On 4/15/2014 9:10 PM, Robert DiFalco wrote:
1. >500K rows per day into the calls table.
2. Very rarely. The only common query is gathering users that have not
been called "today" (along with some other qualifying criteria). More
analytical queries/reports are done for internal use and it is not
essential that they be lickity-split.
a. Usually just one connection at a time executes read queries.
b. the users not called today query will be done once a day.
c. Daily
d. All users for the last year (if you are asking about retention). We
will also rarely have to run for all time.
e. Not that I'm aware of (or seen) today.
f.
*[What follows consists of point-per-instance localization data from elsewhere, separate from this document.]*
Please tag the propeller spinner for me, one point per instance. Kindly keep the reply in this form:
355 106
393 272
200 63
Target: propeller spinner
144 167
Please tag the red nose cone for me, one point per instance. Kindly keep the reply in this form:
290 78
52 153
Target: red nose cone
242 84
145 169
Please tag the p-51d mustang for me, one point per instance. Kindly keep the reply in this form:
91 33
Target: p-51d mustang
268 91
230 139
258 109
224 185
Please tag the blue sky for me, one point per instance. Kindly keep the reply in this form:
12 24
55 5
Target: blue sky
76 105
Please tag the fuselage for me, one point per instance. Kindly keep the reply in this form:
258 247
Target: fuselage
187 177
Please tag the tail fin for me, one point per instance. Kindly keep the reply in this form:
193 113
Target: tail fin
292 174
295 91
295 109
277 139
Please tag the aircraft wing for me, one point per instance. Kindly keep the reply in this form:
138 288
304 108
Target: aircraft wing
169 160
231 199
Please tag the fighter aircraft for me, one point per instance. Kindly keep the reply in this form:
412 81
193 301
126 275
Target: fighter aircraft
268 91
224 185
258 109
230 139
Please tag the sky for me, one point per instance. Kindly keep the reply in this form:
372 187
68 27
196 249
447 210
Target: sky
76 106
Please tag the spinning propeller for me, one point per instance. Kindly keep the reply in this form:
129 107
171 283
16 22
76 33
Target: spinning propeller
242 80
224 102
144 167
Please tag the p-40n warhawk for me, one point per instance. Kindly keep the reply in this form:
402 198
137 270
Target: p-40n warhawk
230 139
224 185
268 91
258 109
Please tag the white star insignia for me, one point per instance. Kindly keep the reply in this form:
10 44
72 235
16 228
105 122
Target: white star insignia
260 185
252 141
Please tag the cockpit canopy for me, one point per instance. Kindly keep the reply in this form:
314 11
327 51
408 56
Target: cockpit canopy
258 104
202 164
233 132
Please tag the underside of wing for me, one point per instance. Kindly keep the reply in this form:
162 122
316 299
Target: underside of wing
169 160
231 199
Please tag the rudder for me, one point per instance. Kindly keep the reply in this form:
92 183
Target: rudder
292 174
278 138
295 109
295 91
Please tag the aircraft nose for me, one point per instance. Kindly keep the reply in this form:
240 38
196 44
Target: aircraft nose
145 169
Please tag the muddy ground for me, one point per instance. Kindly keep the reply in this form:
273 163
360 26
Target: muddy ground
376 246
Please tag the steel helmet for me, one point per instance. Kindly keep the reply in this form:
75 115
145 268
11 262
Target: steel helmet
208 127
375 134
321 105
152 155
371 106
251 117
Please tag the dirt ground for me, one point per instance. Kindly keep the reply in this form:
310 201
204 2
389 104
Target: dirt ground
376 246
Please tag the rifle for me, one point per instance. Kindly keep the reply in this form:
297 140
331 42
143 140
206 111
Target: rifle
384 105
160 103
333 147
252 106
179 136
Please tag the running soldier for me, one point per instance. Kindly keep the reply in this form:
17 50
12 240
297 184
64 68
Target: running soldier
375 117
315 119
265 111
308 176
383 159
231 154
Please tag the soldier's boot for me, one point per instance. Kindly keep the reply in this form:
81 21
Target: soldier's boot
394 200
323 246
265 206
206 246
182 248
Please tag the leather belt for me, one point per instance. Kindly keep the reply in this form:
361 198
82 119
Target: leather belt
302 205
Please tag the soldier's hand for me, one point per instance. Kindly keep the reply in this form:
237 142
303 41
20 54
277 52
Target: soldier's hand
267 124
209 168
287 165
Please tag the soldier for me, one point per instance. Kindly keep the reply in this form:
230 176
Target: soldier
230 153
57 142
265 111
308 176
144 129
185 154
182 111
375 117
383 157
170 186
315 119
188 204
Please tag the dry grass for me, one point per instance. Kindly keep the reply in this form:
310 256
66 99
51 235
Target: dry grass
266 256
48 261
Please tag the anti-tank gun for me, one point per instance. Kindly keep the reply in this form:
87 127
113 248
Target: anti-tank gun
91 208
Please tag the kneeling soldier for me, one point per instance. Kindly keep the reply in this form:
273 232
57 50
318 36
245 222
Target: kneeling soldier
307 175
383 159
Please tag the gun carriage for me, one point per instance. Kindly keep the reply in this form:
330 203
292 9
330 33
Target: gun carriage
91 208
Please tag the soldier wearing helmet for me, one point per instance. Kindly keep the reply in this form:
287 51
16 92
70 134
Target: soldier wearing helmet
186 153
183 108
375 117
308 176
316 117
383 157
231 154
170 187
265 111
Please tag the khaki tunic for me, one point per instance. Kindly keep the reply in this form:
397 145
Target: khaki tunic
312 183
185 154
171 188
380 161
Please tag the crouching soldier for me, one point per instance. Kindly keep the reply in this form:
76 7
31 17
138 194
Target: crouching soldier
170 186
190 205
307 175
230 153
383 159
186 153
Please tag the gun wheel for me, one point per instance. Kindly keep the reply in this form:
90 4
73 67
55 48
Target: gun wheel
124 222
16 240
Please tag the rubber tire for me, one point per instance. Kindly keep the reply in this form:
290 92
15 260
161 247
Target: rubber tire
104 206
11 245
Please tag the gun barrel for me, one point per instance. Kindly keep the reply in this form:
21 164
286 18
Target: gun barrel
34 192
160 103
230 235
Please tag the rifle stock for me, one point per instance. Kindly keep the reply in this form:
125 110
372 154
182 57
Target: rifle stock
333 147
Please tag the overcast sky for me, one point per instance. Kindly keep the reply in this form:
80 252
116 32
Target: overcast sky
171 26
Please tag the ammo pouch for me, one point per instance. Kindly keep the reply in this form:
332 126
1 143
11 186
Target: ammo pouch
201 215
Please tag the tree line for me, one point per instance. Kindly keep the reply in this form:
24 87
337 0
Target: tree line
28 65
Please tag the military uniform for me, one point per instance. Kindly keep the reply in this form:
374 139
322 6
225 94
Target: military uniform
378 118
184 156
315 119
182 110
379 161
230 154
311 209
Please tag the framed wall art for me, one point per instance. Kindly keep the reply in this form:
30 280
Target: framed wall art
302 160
For the simple queries we cannot afford latency between calls and
querying who was already called.
While I don't seem to be getting much support for it here :D my write
performance (which is most essential) has been much better since I
further normalized the tables and made it so that NULL is never used
and data is never updated (i.e. it is immutable once it is written).
Based on the above you are primarily capturing data and feeding back
essentially one easy to find result set [who has NOT been successfully
called] on an ongoing single threaded basis [once per day?]. So you are
absolutely correct - tune for writing speed.
The summary table was really a separate point from whether or not
people liked my schema or not -- I mean whether I de-normalize as
people are asking or not, there would still be the question of a
summary table for MAX and COUNT queries or to not have a summary table
for those. I probably made the original question too open ended.
Do you know your answer?
you said : "Occasionally I will want to know things like "
you answered to frequency on queries as "the users not called today
query will be done once a day." as was c) [I'm assuming once?]
and d) appears to be "ad-hoc" and you said your users can deal with
latency in response for those.
So finding Min/Max/Count quickly really *don't* matter for tuning.
So the only reason I can see to add a summary table is to ... simplify
maintenance [note I did NOT say "development"] and then only IF it
doesn't impact the write speeds beyond an acceptable level. Proper
internal / external documentation can mitigate maintenance nightmares.
If your developer(s) can't figure out how to get the data they need from
the schema - then give them the queries to run. [you are likely better
at tuning those anyway]
Last consideration - business consumption of data does change over
time. Disk space is cheap [but getting and keeping speed sometimes
isn't]. You might consider including ongoing partial archival of the
operational data during slow usage (write) periods.